1. 8. Oxy Acids Oxy acids are polyatomic ions with varying amounts of oxygen bound to hydrogen ion(s) (ex. NO3^- + H → HNO3 (aq)) The oxy acid’s name changes depending on the amount of oxygen in the polyatomic ion

1.1. When the polyatomic ion has an extra oxygen ion, the name changes to per__ic acid (ex. HNO4 (aq) --》 pernitric acid) When the polyatomic ion has not gained/lost an oxygen ion, the name becomes __ic acid (ex. HNO3 (aq) → nitric acid) When the polyatomic ion has one less oxygen ion, the name becomes __ous acid (ex. HNO2 (aq) → nitrous acid) When the polyatomic ion has 2 less oxygen ions, the name becomes hypo__ous acid (HNO (sq) → hyponitrous acid)
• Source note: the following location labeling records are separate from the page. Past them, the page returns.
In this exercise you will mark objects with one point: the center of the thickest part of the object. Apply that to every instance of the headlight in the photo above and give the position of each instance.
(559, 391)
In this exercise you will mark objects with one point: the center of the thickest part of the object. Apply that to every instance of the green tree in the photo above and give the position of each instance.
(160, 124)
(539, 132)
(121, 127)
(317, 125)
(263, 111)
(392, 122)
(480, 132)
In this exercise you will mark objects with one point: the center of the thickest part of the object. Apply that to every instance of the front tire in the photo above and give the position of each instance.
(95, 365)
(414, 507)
1.1.1. Formula: As always, switch the charge of the polyatomic ion to the hydrogen (the charge doesn’t change even when it gains/loses oxygen ions)

2. Balancing Chemical Equations

2.1. Due to the switch of charges ionic compounds, molecular compounds, acids, bases, etc., the number of products may be unequal to the number of reactants. There are also diatomic elements, which exist in pairs when they are by themselves, but not when they are part of a compound, causing the number of such elements to be uneven among the reactants and products.
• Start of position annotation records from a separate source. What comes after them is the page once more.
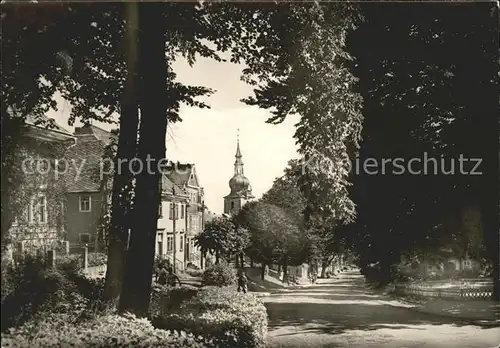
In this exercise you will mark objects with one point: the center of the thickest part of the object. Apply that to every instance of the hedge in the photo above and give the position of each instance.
(105, 331)
(225, 317)
(219, 275)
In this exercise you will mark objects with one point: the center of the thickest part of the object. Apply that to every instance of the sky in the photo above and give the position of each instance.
(207, 137)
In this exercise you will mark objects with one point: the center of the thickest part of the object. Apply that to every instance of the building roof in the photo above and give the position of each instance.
(46, 122)
(167, 186)
(85, 159)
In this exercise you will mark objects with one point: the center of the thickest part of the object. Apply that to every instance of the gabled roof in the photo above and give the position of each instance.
(167, 185)
(182, 174)
(85, 158)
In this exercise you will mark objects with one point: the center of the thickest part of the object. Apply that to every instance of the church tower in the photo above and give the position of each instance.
(241, 191)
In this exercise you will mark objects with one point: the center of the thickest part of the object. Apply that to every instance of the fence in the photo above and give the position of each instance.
(470, 290)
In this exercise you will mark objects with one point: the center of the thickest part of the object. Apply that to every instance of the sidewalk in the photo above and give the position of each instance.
(484, 312)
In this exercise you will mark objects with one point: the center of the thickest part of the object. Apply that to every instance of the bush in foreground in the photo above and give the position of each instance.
(219, 275)
(101, 332)
(33, 289)
(225, 317)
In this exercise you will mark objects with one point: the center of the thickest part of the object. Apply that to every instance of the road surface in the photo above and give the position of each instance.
(343, 313)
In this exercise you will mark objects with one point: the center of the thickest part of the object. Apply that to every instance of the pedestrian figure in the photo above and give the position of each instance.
(242, 282)
(172, 278)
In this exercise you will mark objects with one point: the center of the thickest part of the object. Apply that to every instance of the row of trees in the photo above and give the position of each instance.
(115, 59)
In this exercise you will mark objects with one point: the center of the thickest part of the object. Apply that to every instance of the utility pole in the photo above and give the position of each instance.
(174, 217)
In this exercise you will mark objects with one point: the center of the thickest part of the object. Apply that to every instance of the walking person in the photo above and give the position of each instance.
(242, 282)
(162, 276)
2.2. The law of conservation of mass states that “for any system closed to all transfers of matter and energy, the mass of the system must remain constant over time, as system's mass cannot change, so quantity can neither be added nor be removed.” Therefore, the amount of reactants has to be equal to the amount of products. To balance the reactants and products, coefficients are needed.

2.3. To balance equations, the MINOH rule is a good way to start. First, try balancing the METALS, then the polyatomic IONS, then the NON-metals, the OXYGEN atoms, and finally the HYDROGEN atoms.
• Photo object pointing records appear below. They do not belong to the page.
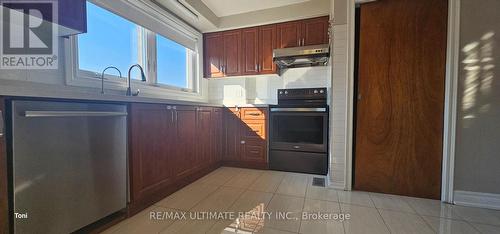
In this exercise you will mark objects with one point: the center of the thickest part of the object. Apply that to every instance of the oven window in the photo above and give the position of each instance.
(298, 129)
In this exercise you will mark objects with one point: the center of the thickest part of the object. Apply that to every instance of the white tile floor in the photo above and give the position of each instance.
(244, 190)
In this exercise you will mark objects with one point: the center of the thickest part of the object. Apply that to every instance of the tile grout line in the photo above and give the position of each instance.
(381, 216)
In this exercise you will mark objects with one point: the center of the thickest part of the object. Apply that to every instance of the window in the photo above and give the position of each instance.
(169, 61)
(110, 40)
2.3.1. Unbalanced: H2 + O2 --> H2O Balanced: 2H2 + O2 --> 2H2O2 The reason why this equation isn't balanced is because of the HOFBrINCl diatomic elements, see "Balancing Chemical Equations" for more

3. Nomenclature

3.1. 1. Simple Binary Ionic Occurs when a metal and non metal bond

3.1.1. Write the symbols Write the charges Switch the charges Reduce Naming: Metal first, non metal second, change the non metal suffixe to -ide Ex. Mg2+ + S2- ----> MgS (Magnesium sulfide) All types of compounds will use the "Switch the charges" rule

3.2. 2. Multiple Valences - Stock System Occurs when a transition metal with more than 1 possible valence bonds with a non metal Ex. of a transition metal with more than 1 possible valence: Fe2+, Fe3+

3.2.1. When writing, use roman numerals to showcase the number of valences Change non metal suffixe to -ide Switch charges Ex. Fe (III) + O^2+ -----> Fe2O3 (Iron (III) oxide)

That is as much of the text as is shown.